Cruel, horrible words. Since then I've tried to erase the embarrassment that came to me too late, by attempting to make a joke of it, encouraging people to laugh at my mean-spiritedness and over time, my generous family have let it become just that - a family joke.
As an adult I've haven't eliminated my ability to be insensitive or stupid, but I've learned to recognise the tell-tale signs - the raised eyebrow, the polite smile and embarrassed laugh, or the fleeting expression of pain that comes in response to a thoughtless remark. And that's a kindness because it gives me a chance to redeem the situation.
But it only works when you're face-to-face with people. The advent of e-mail brought with it a whole range of opportunities for misunderstandings from hastily sent missives. And since starting this blog, I've uncovered another potential bear-pit - the comments form.
I love to receive comments; at their best, they make me feel proud of what I've written, at their most useful they help me to see how I could write better. So it seems only fair, when I read other people's work, that I should say something in return. And that's where the trouble arises - because it does feel like 'saying' rather than writing. For me, that sometimes means I'll fall into the trap of trying to make myself sound clever, without really thinking through or understanding how it will be interpreted at the other end and I'll press the publish button just a little too soon.

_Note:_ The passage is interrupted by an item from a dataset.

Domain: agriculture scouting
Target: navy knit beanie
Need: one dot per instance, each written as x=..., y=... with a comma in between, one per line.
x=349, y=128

A few days ago I left a comment on a blog I admire very much. When I went back to look at later comments I re-read what I'd said. I winced at the horrible combination of patronising and glib, at words which say more about my character faults than anything about the person they were written to. There's been no response, so I've no notion of how it was received. The simplest thing would be to go back and delete it, but that might also seem odd and spark another load of misunderstanding. So I'm writing this with that slightly sick feeling of knowing I said the wrong thing at the wrong time and not quite knowing what to do about it.
If you're reading this as the recipient of the comment, then I'm genuinely sorry. Given the chance, I will try and make a joke or a tradition of it. In the meantime, I shall just sit here and feel like my twelve-year-old self.